После окончания трапезы синьора Ломбардо пришла и выпила с ними бокальчик вина. Видимо, Берн понимал по-итальянски достаточно хорошо, чтобы разобрать тот ураганный поток слов, который исходил от синьоры, но через несколько минут он повернулся к Фелисити и сказал:
— Простите, что мы говорим по-итальянски. Синьора вовсе не понимает по-английски. — И он озорно посмотрел на их хозяйку. — Она — ужасно уродливая старуха! — медленно произнес он.
— Но, но! — воскликнула женщина. — Неправда. — Затем она рассыпалась жемчужным радостным смехом, так что ее полные плечи вздрагивали.
— Ах! Значит, ты все-таки кое-что понимаешь! Ну, хорошо. Ты на самом деле не очень страшная и не очень старая. — Синьора Ломбардо явно не уловила сарказма в его словах. Она была так довольна, словно Мэллори сделал ей тонкий комплимент.
Фелисити думала, не пытается ли Берн Мэллори продемонстрировать ей свою власть над всеми женщинами вообще, старыми и молодыми, англичанками и иностранками. Но позже девушка отогнала от себя эту недостойную мысль, потому что ее подозрения никак не согласовывались с приятным нереальным чувством, которое породил в ней чудесный обед.

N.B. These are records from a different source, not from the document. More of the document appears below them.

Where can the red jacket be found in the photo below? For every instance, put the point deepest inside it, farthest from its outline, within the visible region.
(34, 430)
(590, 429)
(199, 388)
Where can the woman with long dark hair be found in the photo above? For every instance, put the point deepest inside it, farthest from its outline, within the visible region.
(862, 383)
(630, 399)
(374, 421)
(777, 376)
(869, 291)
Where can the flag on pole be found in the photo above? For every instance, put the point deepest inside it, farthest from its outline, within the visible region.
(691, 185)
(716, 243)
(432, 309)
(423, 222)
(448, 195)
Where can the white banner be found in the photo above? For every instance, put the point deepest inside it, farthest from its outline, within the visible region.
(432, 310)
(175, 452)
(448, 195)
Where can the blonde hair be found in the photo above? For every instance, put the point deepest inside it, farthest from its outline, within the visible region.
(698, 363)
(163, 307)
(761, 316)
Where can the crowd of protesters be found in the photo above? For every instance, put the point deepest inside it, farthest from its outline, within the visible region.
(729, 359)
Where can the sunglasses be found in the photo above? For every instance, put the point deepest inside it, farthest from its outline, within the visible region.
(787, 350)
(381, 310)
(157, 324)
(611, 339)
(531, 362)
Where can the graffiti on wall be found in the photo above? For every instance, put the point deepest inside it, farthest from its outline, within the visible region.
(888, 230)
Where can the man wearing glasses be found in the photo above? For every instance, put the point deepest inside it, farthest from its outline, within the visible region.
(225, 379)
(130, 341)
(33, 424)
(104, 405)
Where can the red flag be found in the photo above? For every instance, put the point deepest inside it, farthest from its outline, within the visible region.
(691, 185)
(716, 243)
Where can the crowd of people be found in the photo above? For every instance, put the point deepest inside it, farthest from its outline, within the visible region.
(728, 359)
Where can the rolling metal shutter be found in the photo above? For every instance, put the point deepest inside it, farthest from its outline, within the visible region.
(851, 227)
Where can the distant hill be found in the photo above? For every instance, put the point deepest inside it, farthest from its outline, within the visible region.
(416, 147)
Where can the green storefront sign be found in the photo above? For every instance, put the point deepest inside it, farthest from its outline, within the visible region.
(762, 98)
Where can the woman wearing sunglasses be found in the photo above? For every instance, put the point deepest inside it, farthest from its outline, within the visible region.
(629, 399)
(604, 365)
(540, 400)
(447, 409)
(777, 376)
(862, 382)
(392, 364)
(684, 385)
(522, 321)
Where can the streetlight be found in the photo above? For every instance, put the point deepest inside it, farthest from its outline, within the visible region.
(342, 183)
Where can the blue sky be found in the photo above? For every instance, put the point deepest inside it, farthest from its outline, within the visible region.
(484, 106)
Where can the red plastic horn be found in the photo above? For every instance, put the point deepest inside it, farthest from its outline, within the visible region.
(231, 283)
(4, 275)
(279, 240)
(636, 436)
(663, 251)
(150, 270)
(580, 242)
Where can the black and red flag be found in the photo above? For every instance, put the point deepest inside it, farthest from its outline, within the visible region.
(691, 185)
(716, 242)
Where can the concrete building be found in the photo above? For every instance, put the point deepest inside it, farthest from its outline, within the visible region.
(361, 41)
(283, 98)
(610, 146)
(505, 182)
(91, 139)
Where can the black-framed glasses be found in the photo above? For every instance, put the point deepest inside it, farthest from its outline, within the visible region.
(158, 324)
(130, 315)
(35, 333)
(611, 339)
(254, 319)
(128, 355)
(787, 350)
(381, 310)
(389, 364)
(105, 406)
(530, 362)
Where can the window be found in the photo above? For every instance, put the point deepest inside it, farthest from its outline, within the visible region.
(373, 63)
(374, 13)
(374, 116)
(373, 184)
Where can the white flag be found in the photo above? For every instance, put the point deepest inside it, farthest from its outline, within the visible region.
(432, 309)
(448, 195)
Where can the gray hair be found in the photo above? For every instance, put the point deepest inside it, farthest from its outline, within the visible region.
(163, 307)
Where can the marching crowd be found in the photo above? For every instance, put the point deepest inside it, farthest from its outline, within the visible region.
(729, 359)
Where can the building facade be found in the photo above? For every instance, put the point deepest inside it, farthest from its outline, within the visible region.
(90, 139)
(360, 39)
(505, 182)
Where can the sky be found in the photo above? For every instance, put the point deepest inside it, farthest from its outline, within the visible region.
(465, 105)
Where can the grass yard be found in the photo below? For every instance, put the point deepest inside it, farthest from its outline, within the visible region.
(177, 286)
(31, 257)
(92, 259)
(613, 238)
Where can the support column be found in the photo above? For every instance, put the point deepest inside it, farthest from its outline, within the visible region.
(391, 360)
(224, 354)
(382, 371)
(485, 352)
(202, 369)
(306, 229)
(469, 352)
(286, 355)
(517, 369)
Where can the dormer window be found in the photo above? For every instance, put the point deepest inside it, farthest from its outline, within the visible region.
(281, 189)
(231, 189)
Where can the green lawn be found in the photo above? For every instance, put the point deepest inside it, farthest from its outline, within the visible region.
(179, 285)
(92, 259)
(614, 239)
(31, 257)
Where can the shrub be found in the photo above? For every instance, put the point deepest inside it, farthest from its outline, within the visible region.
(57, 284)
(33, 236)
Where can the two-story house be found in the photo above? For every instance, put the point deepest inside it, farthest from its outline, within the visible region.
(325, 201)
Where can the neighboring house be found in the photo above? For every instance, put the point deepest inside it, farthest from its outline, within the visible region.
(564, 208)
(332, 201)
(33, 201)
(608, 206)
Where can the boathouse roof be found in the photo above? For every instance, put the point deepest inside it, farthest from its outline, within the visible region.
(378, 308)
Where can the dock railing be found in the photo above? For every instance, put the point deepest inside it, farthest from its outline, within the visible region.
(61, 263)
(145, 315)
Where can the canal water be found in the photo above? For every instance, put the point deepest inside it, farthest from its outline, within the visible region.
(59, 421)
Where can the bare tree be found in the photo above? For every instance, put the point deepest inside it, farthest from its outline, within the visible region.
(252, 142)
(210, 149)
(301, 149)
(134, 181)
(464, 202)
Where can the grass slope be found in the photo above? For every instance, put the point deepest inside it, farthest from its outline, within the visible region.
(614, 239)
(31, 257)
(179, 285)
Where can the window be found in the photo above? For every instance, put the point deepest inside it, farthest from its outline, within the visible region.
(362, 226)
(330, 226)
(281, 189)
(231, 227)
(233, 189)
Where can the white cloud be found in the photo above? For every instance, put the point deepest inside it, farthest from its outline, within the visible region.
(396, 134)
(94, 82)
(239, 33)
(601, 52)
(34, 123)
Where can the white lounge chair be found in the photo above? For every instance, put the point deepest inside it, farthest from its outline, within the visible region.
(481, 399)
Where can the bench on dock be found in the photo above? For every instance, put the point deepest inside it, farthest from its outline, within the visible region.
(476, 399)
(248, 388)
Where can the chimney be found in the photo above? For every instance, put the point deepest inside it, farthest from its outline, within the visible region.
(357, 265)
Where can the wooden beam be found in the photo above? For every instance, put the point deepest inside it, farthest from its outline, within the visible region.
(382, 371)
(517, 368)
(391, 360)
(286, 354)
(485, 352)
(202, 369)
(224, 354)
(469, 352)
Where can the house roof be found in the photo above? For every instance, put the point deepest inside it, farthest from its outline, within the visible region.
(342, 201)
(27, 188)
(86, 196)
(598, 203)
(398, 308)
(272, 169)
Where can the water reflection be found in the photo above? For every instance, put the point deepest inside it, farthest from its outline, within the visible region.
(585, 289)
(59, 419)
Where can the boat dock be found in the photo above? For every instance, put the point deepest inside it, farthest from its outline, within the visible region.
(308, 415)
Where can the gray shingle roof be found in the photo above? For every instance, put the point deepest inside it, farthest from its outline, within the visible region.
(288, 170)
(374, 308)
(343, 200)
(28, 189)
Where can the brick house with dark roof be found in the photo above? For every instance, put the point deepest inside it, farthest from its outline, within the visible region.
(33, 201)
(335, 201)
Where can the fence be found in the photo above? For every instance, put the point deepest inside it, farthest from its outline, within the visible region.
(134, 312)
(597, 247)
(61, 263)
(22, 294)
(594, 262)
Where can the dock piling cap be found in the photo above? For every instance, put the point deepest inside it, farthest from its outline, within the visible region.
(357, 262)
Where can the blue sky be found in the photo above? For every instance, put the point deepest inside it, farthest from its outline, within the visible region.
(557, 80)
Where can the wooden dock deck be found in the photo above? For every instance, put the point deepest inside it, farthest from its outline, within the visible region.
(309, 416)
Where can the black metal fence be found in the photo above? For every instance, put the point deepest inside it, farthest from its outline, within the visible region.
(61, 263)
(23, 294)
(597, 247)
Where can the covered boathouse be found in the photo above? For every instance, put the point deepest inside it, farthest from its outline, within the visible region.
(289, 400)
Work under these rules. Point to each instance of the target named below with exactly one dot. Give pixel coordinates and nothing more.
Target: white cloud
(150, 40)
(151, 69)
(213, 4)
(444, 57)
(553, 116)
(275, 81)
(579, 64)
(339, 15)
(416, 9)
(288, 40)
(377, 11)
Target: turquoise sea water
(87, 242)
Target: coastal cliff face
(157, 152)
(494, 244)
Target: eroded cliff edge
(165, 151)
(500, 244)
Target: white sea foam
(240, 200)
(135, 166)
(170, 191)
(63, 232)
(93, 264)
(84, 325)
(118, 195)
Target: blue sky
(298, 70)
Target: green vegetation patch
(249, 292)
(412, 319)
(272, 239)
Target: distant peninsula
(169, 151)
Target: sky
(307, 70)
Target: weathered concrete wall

Через некоторое время Берн поднялся из-за стола, докурив сигару, и после долгой череды выражений благодарности и добрых пожеланий они наконец сказали синьоре «арриведерчи» и направились на другую часть острова. Фелисити заметила, что Мэллори подарил хозяйке какой-то подарок, а не дал денег за обед, что свидетельствовало о его тактичности.
Короткая прогулка привела их к маленькой бухточке. Дорожка, которая шла к пляжу, была узкая и крутая, и Берну приходилось отступать в сторону, когда кто-нибудь попадался им навстречу. Девушка с густыми черными волосами, крупными кудрями рассыпавшимися по плечам, вежливо сказала им «грацие», потом удивленно уставилась на Берна, и в глазах ее был почти ужас.